Estamos falando dos instrumentos coletivos de trabalho.
No que tange ao teletrabalho, o Poder Legislativo já cumpriu o seu papel ao regular as premissas estabelecidas no artigo 75-A e seguintes da Consolidação das Leis do Trabalho, a CLT, premissas estas que devem ser consideradas de forma sistemática, em conjunto com as demais disposições legais da CLT, Constituição Federal e outras normas.
Os ajustes específicos competem às próprias partes interessadas, especialmente aos sindicatos de acordo com as nuances das categorias representadas. A propósito, a renovação periódica dos instrumentos coletivos permite aprimoramentos que podem impulsionar o desenvolvimento econômico e social.
Sobre o assunto o Sindilojas-SP, representante de mais de 30 mil lojistas estabelecidos na principal capital brasileira, há algumas semanas, tomou a iniciativa de propor aos sindicatos representantes dos trabalhadores cláusula específica para detalhar a aplicação do home office obedecendo as premissas da lei e observando a realidade do segmento representado.
A proposta preserva todos os direitos trabalhistas, o que não poderia ser diferente, e trata de pontos como a aplicação de regime híbrido para o home office, o que é permitido pela lei, regra quanto ao controle de jornada para segurança jurídica das partes, indicação para que o contrato aponte de forma expressa o valor da ajuda de custo que a lei já impõe para a empresa, e detalhamento sobre a infraestrutura subsidiada pela empresa sob regime de comodato.
Outros pontos são contemplados na proposta como a possibilidade de aquisição desta infra pelo empregado, fórmula para equilibrar estes custos quando o empregado já dispõe de ambiente estruturado para home office, além de coordenadas para a gestão do cumprimento de questões relacionadas à saúde e segurança do trabalho, com fundamento nas normas já existentes.

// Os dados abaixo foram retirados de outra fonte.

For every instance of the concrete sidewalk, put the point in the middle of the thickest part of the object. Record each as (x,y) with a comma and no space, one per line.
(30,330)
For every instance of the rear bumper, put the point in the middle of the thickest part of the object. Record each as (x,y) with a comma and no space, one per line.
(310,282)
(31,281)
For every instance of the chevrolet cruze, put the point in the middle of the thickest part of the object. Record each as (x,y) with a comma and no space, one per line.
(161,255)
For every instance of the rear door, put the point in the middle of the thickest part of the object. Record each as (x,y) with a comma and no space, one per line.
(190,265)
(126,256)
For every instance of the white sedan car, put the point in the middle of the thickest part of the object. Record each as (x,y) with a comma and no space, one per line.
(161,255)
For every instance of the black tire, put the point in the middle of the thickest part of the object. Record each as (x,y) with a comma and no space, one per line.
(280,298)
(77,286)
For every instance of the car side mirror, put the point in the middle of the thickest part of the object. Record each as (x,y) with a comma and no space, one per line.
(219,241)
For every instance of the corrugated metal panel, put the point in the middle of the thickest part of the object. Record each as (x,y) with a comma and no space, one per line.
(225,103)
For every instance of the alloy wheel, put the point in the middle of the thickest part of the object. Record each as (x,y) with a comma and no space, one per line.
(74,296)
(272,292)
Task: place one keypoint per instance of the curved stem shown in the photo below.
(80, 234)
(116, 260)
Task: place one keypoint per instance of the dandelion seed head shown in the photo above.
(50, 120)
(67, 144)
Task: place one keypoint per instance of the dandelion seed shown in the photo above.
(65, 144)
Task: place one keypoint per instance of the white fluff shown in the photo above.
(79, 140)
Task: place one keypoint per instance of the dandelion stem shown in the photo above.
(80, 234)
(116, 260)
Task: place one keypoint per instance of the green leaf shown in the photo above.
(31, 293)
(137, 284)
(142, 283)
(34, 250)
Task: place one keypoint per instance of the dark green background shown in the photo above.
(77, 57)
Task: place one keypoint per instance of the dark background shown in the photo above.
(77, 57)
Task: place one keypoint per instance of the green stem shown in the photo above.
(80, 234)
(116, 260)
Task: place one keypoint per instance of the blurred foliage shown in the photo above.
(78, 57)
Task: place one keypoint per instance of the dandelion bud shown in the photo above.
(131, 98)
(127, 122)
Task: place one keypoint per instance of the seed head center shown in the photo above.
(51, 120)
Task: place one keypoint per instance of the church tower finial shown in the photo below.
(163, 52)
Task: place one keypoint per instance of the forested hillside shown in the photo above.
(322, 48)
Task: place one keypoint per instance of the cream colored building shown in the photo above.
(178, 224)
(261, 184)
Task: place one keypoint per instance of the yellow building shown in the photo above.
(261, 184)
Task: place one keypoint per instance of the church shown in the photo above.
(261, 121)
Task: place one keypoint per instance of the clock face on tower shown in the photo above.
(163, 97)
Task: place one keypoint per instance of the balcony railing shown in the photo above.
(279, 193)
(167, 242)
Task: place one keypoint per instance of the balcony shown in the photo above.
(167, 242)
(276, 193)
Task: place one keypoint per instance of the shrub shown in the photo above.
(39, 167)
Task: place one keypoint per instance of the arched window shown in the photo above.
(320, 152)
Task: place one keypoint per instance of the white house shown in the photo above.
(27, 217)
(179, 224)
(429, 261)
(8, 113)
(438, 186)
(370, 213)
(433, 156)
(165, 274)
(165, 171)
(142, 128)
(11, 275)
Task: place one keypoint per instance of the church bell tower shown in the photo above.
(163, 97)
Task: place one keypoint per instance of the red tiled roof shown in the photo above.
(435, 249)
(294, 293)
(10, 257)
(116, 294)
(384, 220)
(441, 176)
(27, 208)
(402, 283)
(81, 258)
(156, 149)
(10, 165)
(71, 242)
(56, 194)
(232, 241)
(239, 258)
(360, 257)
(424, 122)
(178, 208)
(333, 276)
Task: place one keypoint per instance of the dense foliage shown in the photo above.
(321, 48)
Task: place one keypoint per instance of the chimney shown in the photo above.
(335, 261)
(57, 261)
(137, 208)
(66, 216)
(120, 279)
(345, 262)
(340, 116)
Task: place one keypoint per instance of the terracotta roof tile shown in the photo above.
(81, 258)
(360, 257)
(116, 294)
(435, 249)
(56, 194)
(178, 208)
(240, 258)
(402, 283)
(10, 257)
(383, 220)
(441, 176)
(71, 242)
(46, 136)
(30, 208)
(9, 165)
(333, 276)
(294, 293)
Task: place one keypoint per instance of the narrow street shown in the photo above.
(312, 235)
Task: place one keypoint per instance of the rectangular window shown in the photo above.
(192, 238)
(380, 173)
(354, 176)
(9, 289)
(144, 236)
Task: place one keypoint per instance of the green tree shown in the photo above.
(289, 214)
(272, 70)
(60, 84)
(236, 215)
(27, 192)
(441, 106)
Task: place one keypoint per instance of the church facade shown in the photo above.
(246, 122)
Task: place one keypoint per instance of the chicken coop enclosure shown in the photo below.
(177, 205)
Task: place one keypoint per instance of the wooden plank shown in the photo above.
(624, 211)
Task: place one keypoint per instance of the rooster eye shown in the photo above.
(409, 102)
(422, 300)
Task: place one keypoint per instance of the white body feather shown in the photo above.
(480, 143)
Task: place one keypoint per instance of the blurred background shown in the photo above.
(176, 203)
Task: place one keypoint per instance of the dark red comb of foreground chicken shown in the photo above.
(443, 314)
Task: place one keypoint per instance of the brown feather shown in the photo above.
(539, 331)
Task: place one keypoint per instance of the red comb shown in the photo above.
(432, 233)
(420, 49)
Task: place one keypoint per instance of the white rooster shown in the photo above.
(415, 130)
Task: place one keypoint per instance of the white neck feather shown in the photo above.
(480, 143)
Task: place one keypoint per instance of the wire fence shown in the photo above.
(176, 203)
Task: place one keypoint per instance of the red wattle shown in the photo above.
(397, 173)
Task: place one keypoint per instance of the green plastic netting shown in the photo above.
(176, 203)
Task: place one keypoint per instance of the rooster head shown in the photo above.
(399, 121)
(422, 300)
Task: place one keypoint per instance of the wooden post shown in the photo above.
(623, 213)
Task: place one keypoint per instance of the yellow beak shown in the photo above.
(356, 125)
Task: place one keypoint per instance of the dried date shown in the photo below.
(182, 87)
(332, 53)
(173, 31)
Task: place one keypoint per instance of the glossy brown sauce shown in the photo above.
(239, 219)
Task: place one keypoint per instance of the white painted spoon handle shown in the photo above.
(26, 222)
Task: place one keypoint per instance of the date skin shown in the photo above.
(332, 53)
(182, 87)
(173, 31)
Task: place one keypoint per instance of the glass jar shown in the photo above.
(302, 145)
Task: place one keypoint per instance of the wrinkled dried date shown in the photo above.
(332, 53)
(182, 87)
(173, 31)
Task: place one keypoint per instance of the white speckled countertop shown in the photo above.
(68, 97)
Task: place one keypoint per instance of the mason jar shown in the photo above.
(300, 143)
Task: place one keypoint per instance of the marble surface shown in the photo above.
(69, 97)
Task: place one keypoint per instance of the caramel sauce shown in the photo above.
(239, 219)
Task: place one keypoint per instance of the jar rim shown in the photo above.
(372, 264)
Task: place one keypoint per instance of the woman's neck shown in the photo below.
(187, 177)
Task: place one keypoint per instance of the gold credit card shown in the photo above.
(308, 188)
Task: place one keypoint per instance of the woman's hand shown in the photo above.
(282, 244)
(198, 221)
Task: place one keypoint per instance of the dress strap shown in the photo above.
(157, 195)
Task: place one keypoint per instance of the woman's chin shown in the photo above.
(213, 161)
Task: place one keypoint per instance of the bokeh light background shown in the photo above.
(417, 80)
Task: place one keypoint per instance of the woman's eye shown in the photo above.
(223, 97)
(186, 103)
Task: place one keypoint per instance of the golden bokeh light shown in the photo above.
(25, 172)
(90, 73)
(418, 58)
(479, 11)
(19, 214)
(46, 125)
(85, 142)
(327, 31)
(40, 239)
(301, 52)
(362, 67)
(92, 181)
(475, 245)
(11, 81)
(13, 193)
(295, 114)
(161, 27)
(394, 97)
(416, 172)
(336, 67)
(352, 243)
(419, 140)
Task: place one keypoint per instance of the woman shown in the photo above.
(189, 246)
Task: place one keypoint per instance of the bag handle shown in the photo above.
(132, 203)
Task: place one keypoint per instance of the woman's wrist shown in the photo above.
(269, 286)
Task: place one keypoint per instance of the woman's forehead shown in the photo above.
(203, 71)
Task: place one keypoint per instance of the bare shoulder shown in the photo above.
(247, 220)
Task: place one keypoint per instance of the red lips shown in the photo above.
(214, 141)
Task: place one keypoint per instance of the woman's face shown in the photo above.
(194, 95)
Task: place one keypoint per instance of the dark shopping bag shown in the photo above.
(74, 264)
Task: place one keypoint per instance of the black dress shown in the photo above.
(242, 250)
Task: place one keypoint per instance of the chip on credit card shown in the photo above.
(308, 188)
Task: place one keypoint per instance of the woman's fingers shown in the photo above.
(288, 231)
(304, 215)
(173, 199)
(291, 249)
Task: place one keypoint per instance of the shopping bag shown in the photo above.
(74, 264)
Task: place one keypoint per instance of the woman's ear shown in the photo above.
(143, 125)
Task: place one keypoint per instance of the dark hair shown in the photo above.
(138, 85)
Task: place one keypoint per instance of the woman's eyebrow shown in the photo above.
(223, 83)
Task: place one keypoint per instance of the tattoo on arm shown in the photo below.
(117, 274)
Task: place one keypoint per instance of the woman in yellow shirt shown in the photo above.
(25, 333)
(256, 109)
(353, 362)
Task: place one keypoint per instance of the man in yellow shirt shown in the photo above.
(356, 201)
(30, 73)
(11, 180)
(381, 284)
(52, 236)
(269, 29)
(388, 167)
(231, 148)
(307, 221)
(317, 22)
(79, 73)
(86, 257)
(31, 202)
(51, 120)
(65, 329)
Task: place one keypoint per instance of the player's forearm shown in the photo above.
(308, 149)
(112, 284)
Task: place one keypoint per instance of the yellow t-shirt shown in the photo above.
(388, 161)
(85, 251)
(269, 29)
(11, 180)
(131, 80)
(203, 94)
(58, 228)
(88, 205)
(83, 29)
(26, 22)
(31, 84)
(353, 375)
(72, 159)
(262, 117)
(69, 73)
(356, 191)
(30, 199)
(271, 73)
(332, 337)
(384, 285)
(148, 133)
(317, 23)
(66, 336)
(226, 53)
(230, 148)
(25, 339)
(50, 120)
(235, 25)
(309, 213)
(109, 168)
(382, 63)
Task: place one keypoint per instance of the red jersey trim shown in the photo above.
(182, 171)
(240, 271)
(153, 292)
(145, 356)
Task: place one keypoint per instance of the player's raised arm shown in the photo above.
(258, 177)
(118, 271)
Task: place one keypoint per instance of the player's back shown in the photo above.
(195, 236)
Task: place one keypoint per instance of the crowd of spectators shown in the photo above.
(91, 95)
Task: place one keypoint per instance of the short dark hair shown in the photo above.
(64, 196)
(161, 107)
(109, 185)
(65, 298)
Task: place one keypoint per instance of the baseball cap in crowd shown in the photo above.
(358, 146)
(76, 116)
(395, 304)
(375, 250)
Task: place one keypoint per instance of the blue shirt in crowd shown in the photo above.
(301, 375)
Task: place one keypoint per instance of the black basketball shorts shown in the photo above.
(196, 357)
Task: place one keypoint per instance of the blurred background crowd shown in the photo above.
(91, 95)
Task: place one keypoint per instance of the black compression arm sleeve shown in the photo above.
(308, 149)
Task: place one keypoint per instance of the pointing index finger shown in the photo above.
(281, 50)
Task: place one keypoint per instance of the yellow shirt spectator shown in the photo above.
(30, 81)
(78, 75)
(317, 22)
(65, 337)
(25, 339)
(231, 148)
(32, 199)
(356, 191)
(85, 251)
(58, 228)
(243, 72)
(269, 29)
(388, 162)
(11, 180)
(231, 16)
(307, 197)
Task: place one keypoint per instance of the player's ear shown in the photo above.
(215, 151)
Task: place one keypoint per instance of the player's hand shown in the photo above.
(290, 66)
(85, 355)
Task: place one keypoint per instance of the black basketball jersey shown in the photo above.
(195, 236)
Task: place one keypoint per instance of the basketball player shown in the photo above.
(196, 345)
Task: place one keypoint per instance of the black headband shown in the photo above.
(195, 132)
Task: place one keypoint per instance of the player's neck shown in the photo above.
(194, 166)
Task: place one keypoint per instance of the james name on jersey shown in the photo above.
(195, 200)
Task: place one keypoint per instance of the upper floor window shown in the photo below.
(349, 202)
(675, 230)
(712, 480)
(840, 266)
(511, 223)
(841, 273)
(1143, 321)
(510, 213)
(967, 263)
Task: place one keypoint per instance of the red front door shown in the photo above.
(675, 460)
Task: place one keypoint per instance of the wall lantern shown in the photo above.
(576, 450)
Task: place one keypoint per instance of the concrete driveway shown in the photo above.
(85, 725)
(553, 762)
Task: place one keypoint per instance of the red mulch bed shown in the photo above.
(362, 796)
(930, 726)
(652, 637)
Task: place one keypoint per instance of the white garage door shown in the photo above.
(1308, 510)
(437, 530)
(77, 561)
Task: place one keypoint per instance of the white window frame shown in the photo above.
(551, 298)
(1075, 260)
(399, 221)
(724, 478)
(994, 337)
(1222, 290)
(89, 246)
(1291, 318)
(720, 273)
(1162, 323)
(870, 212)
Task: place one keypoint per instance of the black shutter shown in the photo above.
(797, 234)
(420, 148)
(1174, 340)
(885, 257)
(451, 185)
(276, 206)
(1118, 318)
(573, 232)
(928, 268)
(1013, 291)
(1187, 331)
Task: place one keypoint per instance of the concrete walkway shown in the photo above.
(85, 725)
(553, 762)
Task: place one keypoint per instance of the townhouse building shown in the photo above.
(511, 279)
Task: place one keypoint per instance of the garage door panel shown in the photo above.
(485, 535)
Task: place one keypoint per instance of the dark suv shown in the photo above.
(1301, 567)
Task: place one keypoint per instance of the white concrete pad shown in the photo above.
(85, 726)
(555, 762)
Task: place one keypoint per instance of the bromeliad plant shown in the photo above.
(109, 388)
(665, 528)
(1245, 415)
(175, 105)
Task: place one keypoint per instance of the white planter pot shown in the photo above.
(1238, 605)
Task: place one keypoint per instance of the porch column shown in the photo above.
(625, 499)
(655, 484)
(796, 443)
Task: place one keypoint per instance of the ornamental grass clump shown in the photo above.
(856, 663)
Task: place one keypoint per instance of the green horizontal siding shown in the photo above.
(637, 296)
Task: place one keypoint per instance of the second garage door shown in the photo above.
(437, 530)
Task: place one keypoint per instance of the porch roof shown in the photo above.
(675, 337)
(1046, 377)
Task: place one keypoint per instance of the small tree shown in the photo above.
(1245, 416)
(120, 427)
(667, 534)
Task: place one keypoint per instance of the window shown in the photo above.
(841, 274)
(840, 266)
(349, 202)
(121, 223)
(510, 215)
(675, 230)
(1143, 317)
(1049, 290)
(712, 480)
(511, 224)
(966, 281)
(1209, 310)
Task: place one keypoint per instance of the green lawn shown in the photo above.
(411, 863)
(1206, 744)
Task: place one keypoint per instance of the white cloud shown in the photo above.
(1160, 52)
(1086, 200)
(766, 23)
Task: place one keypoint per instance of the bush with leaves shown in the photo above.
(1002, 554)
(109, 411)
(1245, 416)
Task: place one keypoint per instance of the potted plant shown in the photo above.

Reitere-se que estes detalhes foram estruturados de acordo com a realidade dos lojistas que enfrentam questões como rotatividade de empregados, o conhecido “turnover”, dentre outros pontos que não se aplicam necessariamente à todos os segmentos e que não convém cravar em lei, sob pena de engessamento e, consequentemente, inviabilização do que hoje podemos classificar como valiosa solução para a relação entre capital e trabalho, com tantos atributos para empresas e para os empregados.
Portanto, consideramos prematura a ideia de uma nova lei sobre o assunto, além de completamente dispensável, sendo certo que se trata de um desafio conexo ao papel da representação sindical.
*Por José Lázaro de Sá, advogado sócio da S&A ADVOGADOS e consultor do Sindilojas-SP.